Hoda Shaarawi was instrumental in the establishment of the Arab Feminist Union in 1944 -- long before the foundation of the Arab League.
She also founded a cultural club where women could meet and hold discussions with politicians. But it was not until 1956 that women got the vote -- four years after the revolution of 1952 and 30 years after Hoda Shaarawi and the Feminist Union had first asked for it in their Agenda.Women began to fill government posts, includng those of ministers and undersecretaries, in elected positions. Women's organizations sponsor social programs
In the 1950s and '60s many social programs and services were undertaken by the Feminist Union and other women's organizations concerned with education, skill training for girls, health improvements (such as filtered water for villages), nurseries, child care, nutrition, and family planning. The Egyptian Feminist Union, in memory of its founder, is now called the Hoda Shaarawi association and is headed by Hada Idriss. It sponsors many social programs, including a Youth Committee that works in the poor districts of Cairo.
The Cairo Women's Club, in turn, has concentrated its efforts on village development and rural women. It was founded in 1934 on a multinational basis. Today its membership is predominantly Egyptian, although it offers membership to the first lady of each embassy in Cairo. Under the leadership of Aziza Hussein, the club began in 1949 to cooperate with the Ministry of Social Affairs in a community-development program in the village Sandyoun.The first rural nursery school in Egypt was established and women were encouraged to meet in rural social centers to establish self- help community programs. The traditional village social norm is for women to stay isolated within their families. The first successful rural family-planning centre was established in Sandyoun in 1964. The Sandyoun village program served as an example to other villages, especially in the establishment of nursery schools -- which really serve as child development centers. Family planning moves ahead
The Cairo Women's Club, followed by other women's organizations, provided the leadership in Egypt's Family Planning Movement, beginning in the early 1960s under the guidance of Aziza Hussein.

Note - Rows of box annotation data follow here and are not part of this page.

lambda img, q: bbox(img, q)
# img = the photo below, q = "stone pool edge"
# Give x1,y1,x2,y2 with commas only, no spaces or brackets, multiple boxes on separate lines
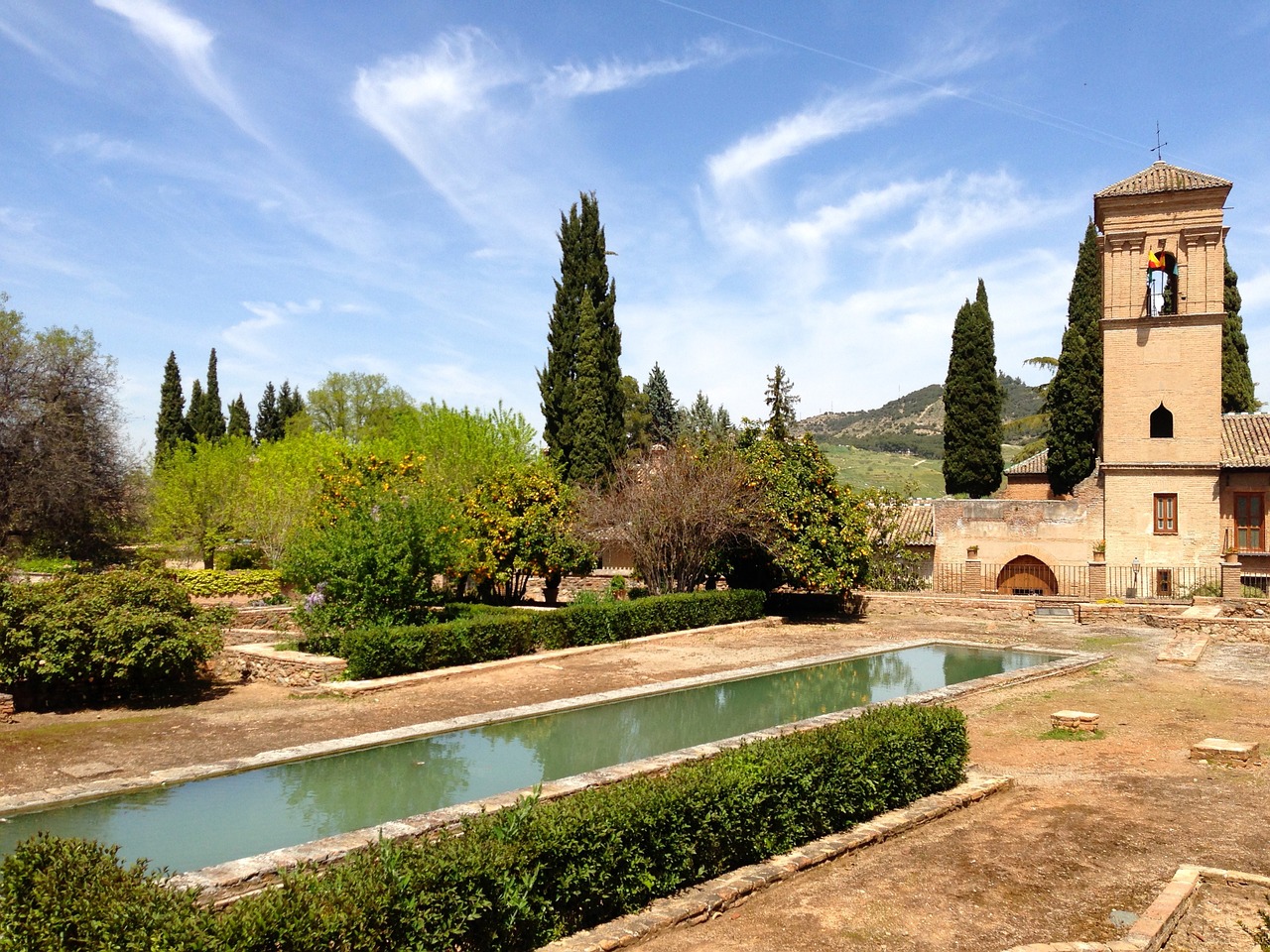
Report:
153,639,1108,906
0,635,1091,835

The population problem was officially acknowledged in the mid-1960s. After 1965, family planning became a government activity. The economic and social problems of a rapidly growing population, in view of limited agricultural land, were finally acted on.
Egypt's population, which is now more than 42 million, lives on only 4 percent of the land -- mostly in the Nile River Valley and Delta; the rest is desert. While the population is growing at the rate of about 1 million a year, the arable land is shrinking. As a result, rural people are streaming into the cities -- especially Cairo. With a population of more than 13 million, the Cairo metropolitan area has become strangled in traffic and so overcrowded that city services are breaking down.
Despite vast amounts of international assistance -- the United States alone has spent more than $60 million on family planning in Egypt -- there is little change in the trend of population growth. One reason is that for the vast majority of women who are still illiterate, the only way to gain recognition and status is by producing large families, especially sons. To have a large number of children means security and is regarded as a woman's chief purpose in life. These attitudes have hardly changed, nor has education reached most women who live segregated, traditional lives of poverty and hard work, resigned to their inferior status.
The status of women is critical for Egypt's future. Unless women are educated in much larger numbers so that they can constructively participate in Egypt's development, they will continue to have large numbers of children in a country that lives on food imports. To turn the clock back and take the veil is not the answer, though it may seem an easy way out to the young women students overwhelmed by the necessity to make decisions.